REPORTS OF BENEFICIAL OWNERSHIP
 
Section 16(a) of the Securities Exchange Act of 1934 (the "Exchange Act") and
rules of the Securities and Exchange Commission (the "Commission") thereunder
require the Corporation's directors and officers to file with the Commission
reports of their beneficial ownership and changes in beneficial ownership of the
Corporation's Common Shares. Personnel of the Corporation generally prepare
these reports for the directors and officers on the basis of information
furnished by them to such personnel. Based on such information and written
representations by the directors and officers that certain reports were not
required, the Corporation believes that all reports required by Section 16(a) of
the Exchange Act and the rules of the Commission thereunder to be filed by its
directors and officers during 1995 were timely filed except for the initial
statements of beneficial ownership on Form 3 for the initial directors (Messrs.
Schwarz, Maurer and Taylor), for each of the executive officers, John M.

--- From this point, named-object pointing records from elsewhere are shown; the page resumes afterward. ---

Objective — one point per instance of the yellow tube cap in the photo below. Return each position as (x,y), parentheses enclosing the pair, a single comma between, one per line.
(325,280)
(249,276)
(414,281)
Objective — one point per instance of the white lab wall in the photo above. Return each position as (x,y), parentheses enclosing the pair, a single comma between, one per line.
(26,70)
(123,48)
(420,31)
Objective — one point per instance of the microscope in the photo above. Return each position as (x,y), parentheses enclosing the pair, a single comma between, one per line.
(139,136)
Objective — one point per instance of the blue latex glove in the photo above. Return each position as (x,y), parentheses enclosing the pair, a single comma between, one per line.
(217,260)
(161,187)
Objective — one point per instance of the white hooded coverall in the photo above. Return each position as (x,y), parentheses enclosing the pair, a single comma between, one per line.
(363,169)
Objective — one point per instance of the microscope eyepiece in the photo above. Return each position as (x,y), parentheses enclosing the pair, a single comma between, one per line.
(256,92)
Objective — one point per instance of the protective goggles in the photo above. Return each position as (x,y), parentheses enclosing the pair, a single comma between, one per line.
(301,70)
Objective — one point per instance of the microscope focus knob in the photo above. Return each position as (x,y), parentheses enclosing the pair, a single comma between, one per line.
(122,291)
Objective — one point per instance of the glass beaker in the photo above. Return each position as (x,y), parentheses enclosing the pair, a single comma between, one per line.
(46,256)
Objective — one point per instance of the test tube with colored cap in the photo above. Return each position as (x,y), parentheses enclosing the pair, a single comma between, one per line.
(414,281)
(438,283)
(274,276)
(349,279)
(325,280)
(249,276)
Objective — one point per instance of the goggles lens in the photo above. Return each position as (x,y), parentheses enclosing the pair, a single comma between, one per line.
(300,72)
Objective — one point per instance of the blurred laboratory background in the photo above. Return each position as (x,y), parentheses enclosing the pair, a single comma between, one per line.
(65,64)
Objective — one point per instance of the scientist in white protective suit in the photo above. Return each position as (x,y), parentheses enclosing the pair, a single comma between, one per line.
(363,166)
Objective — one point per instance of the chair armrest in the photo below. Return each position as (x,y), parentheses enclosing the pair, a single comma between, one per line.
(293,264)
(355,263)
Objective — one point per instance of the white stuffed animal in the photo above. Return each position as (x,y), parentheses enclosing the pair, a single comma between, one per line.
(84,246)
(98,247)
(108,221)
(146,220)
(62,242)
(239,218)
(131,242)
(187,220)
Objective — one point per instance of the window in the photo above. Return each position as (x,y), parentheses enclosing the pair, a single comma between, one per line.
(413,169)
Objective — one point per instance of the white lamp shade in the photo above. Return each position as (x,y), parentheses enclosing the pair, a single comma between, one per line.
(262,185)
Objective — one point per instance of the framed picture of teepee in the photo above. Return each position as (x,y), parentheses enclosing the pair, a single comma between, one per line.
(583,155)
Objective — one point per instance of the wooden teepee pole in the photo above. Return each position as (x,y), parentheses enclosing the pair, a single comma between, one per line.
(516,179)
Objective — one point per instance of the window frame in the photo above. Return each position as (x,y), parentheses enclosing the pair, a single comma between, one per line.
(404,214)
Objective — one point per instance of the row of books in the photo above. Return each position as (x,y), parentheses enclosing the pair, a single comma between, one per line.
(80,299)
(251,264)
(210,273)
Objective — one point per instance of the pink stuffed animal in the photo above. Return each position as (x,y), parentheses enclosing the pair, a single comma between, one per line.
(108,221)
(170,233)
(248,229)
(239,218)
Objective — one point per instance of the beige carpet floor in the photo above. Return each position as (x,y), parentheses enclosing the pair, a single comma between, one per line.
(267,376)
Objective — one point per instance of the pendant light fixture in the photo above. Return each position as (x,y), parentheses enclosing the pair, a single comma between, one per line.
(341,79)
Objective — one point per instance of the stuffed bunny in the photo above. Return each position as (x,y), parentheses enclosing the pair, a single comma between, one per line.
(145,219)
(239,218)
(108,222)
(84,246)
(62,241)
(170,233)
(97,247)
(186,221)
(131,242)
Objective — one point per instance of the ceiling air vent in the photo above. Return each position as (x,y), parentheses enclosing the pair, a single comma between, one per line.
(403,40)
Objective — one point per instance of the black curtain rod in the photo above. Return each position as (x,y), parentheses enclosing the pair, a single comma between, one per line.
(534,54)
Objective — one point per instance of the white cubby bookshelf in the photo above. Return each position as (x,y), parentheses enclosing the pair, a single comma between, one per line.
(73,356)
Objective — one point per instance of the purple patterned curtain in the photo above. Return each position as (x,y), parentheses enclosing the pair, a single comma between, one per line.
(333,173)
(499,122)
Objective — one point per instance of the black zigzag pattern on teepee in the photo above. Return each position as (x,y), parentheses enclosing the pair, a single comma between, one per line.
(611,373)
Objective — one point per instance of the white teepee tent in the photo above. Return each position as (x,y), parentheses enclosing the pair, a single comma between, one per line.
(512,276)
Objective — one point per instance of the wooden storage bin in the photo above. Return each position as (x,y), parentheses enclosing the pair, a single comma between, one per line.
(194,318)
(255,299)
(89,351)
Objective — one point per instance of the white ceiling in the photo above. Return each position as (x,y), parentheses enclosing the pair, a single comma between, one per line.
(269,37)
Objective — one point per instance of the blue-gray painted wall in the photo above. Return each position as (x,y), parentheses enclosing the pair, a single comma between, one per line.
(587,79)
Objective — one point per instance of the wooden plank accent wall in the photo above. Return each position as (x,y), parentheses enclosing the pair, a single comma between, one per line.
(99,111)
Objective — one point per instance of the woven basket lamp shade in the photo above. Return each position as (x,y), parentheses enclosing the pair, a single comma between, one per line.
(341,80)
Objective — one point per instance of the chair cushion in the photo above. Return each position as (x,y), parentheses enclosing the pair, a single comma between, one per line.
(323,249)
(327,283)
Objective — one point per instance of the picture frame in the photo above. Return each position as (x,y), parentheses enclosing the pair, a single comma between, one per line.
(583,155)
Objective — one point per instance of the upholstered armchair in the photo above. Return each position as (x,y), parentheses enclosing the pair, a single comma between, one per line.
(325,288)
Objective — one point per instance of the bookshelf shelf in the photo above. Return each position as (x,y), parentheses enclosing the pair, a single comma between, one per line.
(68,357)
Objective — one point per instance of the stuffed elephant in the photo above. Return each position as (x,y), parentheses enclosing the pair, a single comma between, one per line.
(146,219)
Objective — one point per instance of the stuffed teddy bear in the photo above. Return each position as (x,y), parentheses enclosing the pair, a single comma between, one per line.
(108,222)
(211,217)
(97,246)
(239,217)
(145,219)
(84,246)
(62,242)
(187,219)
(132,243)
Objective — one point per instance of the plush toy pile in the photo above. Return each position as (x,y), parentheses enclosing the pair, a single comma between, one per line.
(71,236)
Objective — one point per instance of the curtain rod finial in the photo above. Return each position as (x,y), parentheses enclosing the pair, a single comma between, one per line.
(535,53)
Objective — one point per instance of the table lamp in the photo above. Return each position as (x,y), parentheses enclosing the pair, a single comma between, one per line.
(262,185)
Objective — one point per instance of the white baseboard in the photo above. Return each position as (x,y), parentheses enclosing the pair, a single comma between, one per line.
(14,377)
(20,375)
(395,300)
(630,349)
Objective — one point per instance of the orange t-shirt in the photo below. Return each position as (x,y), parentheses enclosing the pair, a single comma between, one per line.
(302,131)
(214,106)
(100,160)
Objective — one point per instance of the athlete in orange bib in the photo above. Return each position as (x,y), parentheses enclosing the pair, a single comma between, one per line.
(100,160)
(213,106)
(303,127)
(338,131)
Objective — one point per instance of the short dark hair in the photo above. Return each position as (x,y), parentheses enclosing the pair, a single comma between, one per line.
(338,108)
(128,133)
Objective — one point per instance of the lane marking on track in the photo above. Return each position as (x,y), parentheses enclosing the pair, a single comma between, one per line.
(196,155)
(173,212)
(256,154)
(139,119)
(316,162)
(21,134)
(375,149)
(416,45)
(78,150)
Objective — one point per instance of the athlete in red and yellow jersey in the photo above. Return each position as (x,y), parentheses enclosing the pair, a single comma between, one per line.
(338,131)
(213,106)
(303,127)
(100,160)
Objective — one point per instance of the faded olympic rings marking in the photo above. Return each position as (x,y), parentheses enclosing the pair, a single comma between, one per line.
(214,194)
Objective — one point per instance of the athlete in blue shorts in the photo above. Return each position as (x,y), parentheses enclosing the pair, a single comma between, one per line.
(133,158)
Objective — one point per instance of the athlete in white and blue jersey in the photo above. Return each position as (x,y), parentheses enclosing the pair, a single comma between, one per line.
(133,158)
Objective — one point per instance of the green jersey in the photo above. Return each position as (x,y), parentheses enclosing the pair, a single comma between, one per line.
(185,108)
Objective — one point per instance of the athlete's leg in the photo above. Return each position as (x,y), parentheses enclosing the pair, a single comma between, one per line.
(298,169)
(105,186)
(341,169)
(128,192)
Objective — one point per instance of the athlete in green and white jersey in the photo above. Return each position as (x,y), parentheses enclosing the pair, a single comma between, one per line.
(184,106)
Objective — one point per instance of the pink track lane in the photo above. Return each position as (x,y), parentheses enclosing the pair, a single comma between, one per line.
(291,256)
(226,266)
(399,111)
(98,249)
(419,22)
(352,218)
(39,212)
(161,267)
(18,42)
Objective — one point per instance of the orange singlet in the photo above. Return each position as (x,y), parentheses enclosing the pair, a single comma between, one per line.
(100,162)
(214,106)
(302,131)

Deignan, John C. Hover II, Paul K. Napoli, John L. Kirby and Kenneth G. Walsh,
and for Richard S. Brinkmann, Comptroller.
 
DIRECTORS' COMMITTEES;
BOARD AND COMMITTEE MEETINGS
 
The Board of Directors of the Corporation and the Board of Directors of the
Trust Company (together, the "Boards") each has, among others, a standing
Executive Committee, a standing Audit Committee (in the case of the Trust
Company, known as the Examining & Audit Committee) and a standing Compensation
and Benefits Committee. The Executive Committees
 
                                        9
<PAGE>   12
 
of the Boards are composed of Mr. Schwarz (the Committee Chairman) and six other
Board members, all of whom are appointed annually. The Executive Committees have
the power to act for their respective Boards when such Boards are not in session
and each Executive Committee also serves as a nominating committee. The
Executive Committees will consider nominees for director recommended by
shareholders who submit the names of recommended nominees and supporting reasons
for such recommendations in writing to the Secretary of the Corporation or the
Trust Company. In addition to Mr. Schwarz, the members of both Executive
Committees are currently Messrs. Butler, Davison, Douglas, Maurer, Stookey and
Wainwright.
 
The Audit Committee of the Board of Directors of the Corporation and the
Examining & Audit Committee of the Board of Directors of the Trust Company
(together, "the Audit Committee") provide the Boards with an independent review
of the Corporation's and the Trust Company's accounting policies, the adequacy
of financial controls and the reliability of financial information reported to
the public. The Audit Committee also conducts examinations of the affairs of the
Corporation and the Trust Company as required by law or as directed by the
Boards, supervises the activities of the internal Auditor and reviews the
services provided by the independent auditors. (See "Ratification of Appointment
of Independent Auditors" for the names of the members of the Audit Committee,
who are appointed annually.)
 
The Compensation and Benefits Committees of the Boards (together, the
"Compensation Committee") determine compensation and benefits for
officer-directors, review salary and benefits changes for other senior officers
and review employee benefit plans under the Employee Retirement Income Security
Act of 1974 and other employee benefit plans. The members of the Compensation
Committee (who are appointed annually) are currently Messrs. Smith (the
Committee Chairman), Hamilton, Tucker and Wilson, and Ms. Wooden. (See
"Compensation Committee Interlocks and Insider Participation" below for the
names of the members of the 1995 Compensation Committee.)
 
From the organization of the Corporation and the Trust Company through year-end
1995, the Executive Committees of the Boards met three times, the Compensation
Committee met three times, and the Audit Committee met two times.
 
From the organization of the Corporation and the Trust Company in 1995 through
year-end 1995, the Board of Directors of the Corporation held six meetings and
the Board of Directors of the Trust Company held four meetings. No member of the
Board of the Corporation or of the Trust Company attended in 1995 fewer than 75%
of the aggregate of (1) the total number of meetings of the Boards (including
the Boards of Old U.S. Trust) held during the period for which he or she has
been a director and (2) the total number of meetings held by all committees on
which he or she served.
 
DIRECTORS' COMPENSATION
 
Each director of the Corporation who is not also an officer of the Corporation
or of the Trust Company receives a retainer fee of $15,000 per year and an
attendance fee of $1,000 for each meeting attended of the Board of Directors of
the Corporation, of the Board of Directors of the Trust Company, of the
Executive Committee of each Board and of the committees of the Board of
Directors or the Trust Company other than those mentioned below. If the Boards
or the Board committees of the Corporation and the Trust Company meet on the
same day, only one fee is paid to a director for attendance at both meetings.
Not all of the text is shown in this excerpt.